内存这块通过比对二进制文件的名字和从远程环境获取的vmmap所属内存的名字来确认如何同步本地环境,参考示意图:
SimProc:
• SimProcess在angr里面起到非常重要的作用,这里需要对其进行重新hook,来恢复对于SimProcess的使用。
• symbion所做的主要是以上三点,进而帮助用户搭建一个针对某些目标(比如嵌入式设备)运行时状态的本地恢复,来方便用户针对某些功能进行更好的分析验证,不过到目前为止我们知道了远程状态是如何建立的以及远程状态如何同步到angr本地的抽象环境,但是还不知道angr state是如何建立的,下面一起了解一下。
• 在angr的Project里面有一个SimOS的概念,在我们初始化Project的时候一般是不需要指定的,angr会根据你加载的文件类型来进行自动化的匹配,当然如果加载的文件识别不出来,那可能需要你手动指定了。对于SimOS,angr实现了以下几种:
register_simos('linux', SimLinux)
register_simos('windows', SimWindows)
register_simos('cgc', SimCGC)
register_simos('javavm', SimJavaVM)
这些不同的OS class里面都实现的有类似entry_state,blank_state这样的函数来帮助建立初始化的抽象环境。不过上述函数一般都是在state_blank函数上做封装处理,该函数用来初始化一个blank state。
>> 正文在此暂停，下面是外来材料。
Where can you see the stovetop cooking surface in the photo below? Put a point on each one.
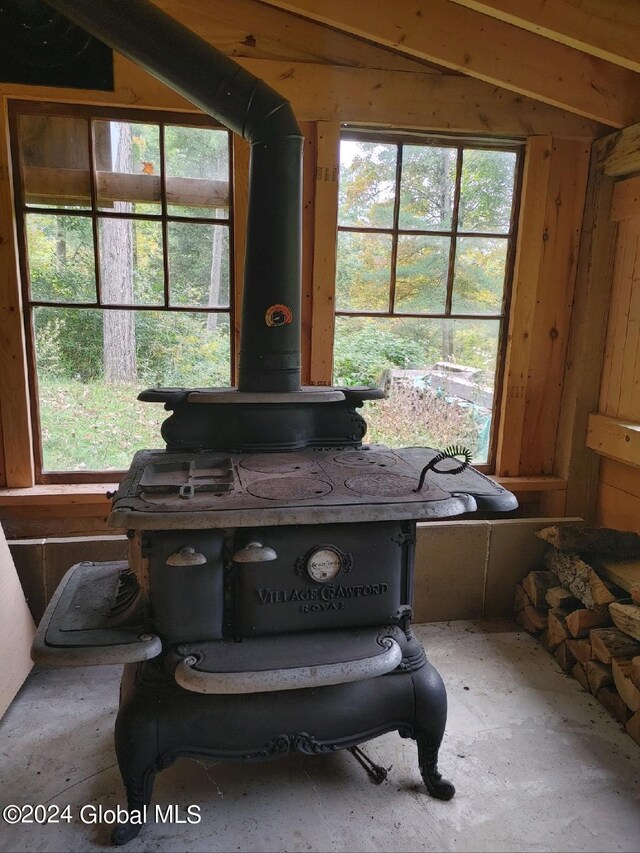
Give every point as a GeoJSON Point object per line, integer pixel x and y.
{"type": "Point", "coordinates": [308, 486]}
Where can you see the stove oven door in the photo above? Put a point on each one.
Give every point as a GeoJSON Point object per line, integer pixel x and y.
{"type": "Point", "coordinates": [315, 577]}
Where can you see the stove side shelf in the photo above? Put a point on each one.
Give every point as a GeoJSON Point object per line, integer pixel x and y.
{"type": "Point", "coordinates": [76, 629]}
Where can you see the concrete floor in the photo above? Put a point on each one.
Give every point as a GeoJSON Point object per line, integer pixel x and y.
{"type": "Point", "coordinates": [538, 766]}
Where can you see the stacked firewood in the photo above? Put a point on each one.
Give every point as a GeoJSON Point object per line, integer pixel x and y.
{"type": "Point", "coordinates": [584, 604]}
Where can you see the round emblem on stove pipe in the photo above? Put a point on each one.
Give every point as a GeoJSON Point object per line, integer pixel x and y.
{"type": "Point", "coordinates": [278, 315]}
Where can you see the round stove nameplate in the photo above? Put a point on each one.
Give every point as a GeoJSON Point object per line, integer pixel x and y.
{"type": "Point", "coordinates": [383, 485]}
{"type": "Point", "coordinates": [289, 489]}
{"type": "Point", "coordinates": [364, 459]}
{"type": "Point", "coordinates": [276, 463]}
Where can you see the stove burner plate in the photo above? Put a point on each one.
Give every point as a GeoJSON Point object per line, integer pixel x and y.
{"type": "Point", "coordinates": [364, 458]}
{"type": "Point", "coordinates": [276, 463]}
{"type": "Point", "coordinates": [289, 488]}
{"type": "Point", "coordinates": [388, 485]}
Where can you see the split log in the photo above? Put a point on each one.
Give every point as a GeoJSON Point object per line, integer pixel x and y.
{"type": "Point", "coordinates": [623, 573]}
{"type": "Point", "coordinates": [557, 627]}
{"type": "Point", "coordinates": [520, 599]}
{"type": "Point", "coordinates": [531, 619]}
{"type": "Point", "coordinates": [580, 674]}
{"type": "Point", "coordinates": [558, 596]}
{"type": "Point", "coordinates": [544, 639]}
{"type": "Point", "coordinates": [564, 657]}
{"type": "Point", "coordinates": [598, 675]}
{"type": "Point", "coordinates": [536, 585]}
{"type": "Point", "coordinates": [582, 539]}
{"type": "Point", "coordinates": [621, 670]}
{"type": "Point", "coordinates": [581, 621]}
{"type": "Point", "coordinates": [610, 643]}
{"type": "Point", "coordinates": [579, 578]}
{"type": "Point", "coordinates": [610, 699]}
{"type": "Point", "coordinates": [580, 649]}
{"type": "Point", "coordinates": [633, 727]}
{"type": "Point", "coordinates": [626, 617]}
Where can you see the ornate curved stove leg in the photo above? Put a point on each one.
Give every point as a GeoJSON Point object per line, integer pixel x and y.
{"type": "Point", "coordinates": [438, 787]}
{"type": "Point", "coordinates": [430, 721]}
{"type": "Point", "coordinates": [138, 798]}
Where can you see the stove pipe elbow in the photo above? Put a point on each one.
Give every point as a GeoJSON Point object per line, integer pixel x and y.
{"type": "Point", "coordinates": [270, 332]}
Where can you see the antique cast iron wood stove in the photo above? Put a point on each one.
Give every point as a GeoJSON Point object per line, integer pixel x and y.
{"type": "Point", "coordinates": [266, 604]}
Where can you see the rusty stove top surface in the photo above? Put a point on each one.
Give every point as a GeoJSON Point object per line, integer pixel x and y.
{"type": "Point", "coordinates": [193, 490]}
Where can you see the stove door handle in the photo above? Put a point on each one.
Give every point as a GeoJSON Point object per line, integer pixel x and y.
{"type": "Point", "coordinates": [296, 678]}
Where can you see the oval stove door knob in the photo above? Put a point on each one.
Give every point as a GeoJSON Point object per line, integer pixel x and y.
{"type": "Point", "coordinates": [186, 556]}
{"type": "Point", "coordinates": [254, 552]}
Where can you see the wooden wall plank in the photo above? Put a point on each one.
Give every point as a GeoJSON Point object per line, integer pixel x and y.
{"type": "Point", "coordinates": [616, 438]}
{"type": "Point", "coordinates": [620, 476]}
{"type": "Point", "coordinates": [16, 629]}
{"type": "Point", "coordinates": [617, 508]}
{"type": "Point", "coordinates": [308, 238]}
{"type": "Point", "coordinates": [574, 461]}
{"type": "Point", "coordinates": [546, 263]}
{"type": "Point", "coordinates": [629, 396]}
{"type": "Point", "coordinates": [608, 30]}
{"type": "Point", "coordinates": [14, 386]}
{"type": "Point", "coordinates": [245, 28]}
{"type": "Point", "coordinates": [491, 50]}
{"type": "Point", "coordinates": [620, 155]}
{"type": "Point", "coordinates": [324, 256]}
{"type": "Point", "coordinates": [552, 321]}
{"type": "Point", "coordinates": [240, 206]}
{"type": "Point", "coordinates": [626, 199]}
{"type": "Point", "coordinates": [523, 302]}
{"type": "Point", "coordinates": [627, 248]}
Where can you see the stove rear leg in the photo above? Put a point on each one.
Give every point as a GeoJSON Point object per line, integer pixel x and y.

在state_blank最开始会根据ELF文件(或者其它平台类型的文件,这里以Linux平台作为例子)的段属性来创建对应的map信息:
permission_map = { }
for obj in self.project.loader.all_objects:
for seg in obj.segments:
perms = 0
# bit values based off of protection bit values from sys/mman.h
if seg.is_readable:
perms |= 1 # PROT_READ
if seg.is_writable:
perms |= 2 # PROT_WRITE
if seg.is_executable:
perms |= 4 # PROT_EXEC
permission_map[(seg.min_addr, seg.max_addr)] = perms
然后根据栈的属性设置对应的权限:
if stack_end is None:
stack_end = self.arch.initial_sp
......
if self.project.loader.main_object.execstack:
stack_perms = 1 | 2 | 4 # RWX
else:
stack_perms = 1 | 2 # RW
(上图为32位程序,根据不同的程序位数,应该是有一个预设的栈帧开始位置)
然后根据上述的一些文件信息初始化SimState类,经常用angr的人应该对这个类很熟悉,它代表的就是程序在进行符号执行时的state。
state = SimState(self.project, stack_end=stack_end, stack_size=stack_size, stack_perms=stack_perms, **kwargs)
在SimState初始化最开始的阶段一样是设置各种信息,这一块非常简单:
# pylint: disable=not-callable
class SimState(PluginHub):
"""
The SimState represents the state of a program, including its memory, registers, and so forth.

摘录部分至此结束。